Home Technical Articles Why Network Capacity Isn’t Enough: Caching Strategies for Better Streaming

Why Network Capacity Isn’t Enough: Caching Strategies for Better Streaming

About The Author


To keep up with the growing volume of media content, the Verizon Media, now Edgio Media, Platform has invested in expanding our global cache footprint. In 2019 alone, we added more than 25 Tbps of capacity, seven global PoPs, and close to 900 last-mile connections. While effective at improving performance, raw capacity is not enough, nor is it a sustainable business model for meeting the ever-growing global demand for streaming content.

To maximize the availability of our network capacity, we invest equally in technologies, processes, and tools that keep operational and infrastructure costs in check. Our research team continually pushes the boundary of caching technologies, applying and refining processes to give our network operators granular control over how, when, and where content is cached.

Modern Caching Strategies

The goal of any caching strategy is to keep the most popular content in the cache while quickly and efficiently removing the less popular content. Over the years, researchers and software developers have devised countless strategies intended to solve the caching challenge. These range from relatively simple to extremely complex. Some of the more popular strategies include:

  • The least recently used (LRU)
  • Least frequently used (LFU)
  • First in, first out (FIFO)

It would be convenient if there were a single caching strategy to rule all situations. However, such a solution has yet to be developed, and the effectiveness of a particular strategy can vary greatly depending on server and disk sizes, traffic patterns, and other factors. Based on extensive testing, we’ve found that LRU offers the best compromise between hit rate and disk I/O, providing 60% fewer writes than FIFO while maintaining high hit rates. Additionally, for the disk sizes used in our CDN, LRU performs on par with more complex policies like S4LRU (Quadruply-segmented LRU). You can get more detail in this paper we published last year at the Passive and Active Measurement Conference (PAM) held in Puerto Varas, Chile.

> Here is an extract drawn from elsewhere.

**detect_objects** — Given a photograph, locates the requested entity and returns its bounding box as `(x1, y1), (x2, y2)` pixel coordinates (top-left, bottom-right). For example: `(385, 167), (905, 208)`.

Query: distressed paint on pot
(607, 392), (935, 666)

Evolving Caching Strategy with Hybrid LRU

Even though LRU works very well for our environment, we’re always looking for ways to drive innovation and improve customer performance. This has led to a new capability we recently added to our platform called Hybrid LRU. It’s called hybrid because it adds a layer of abstraction on top of LRU. If we don’t use the hybrid functionality, the system continues to operate normally, so it’s very easy to understand and activate or deactivate.

What we’re doing with the hybrid approach is tweaking the LRU system to give us more control over specific pieces of content. By control, we mean having the ability to explicitly store some content for a longer or shorter duration based on predefined settings.

This is important due to changes occurring across the video streaming landscape, particularly the rapid growth in live streaming. Our network alone has hosted hundreds of thousands of live events, many of which are delivered to millions of concurrent viewers. Despite the massive popularity of such events, once a live event stream is completed, it’s not likely to be re-streamed at any significant volume. With Hybrid LRU, we can specify a shorter cache period, freeing up valuable cache resources for other media and content.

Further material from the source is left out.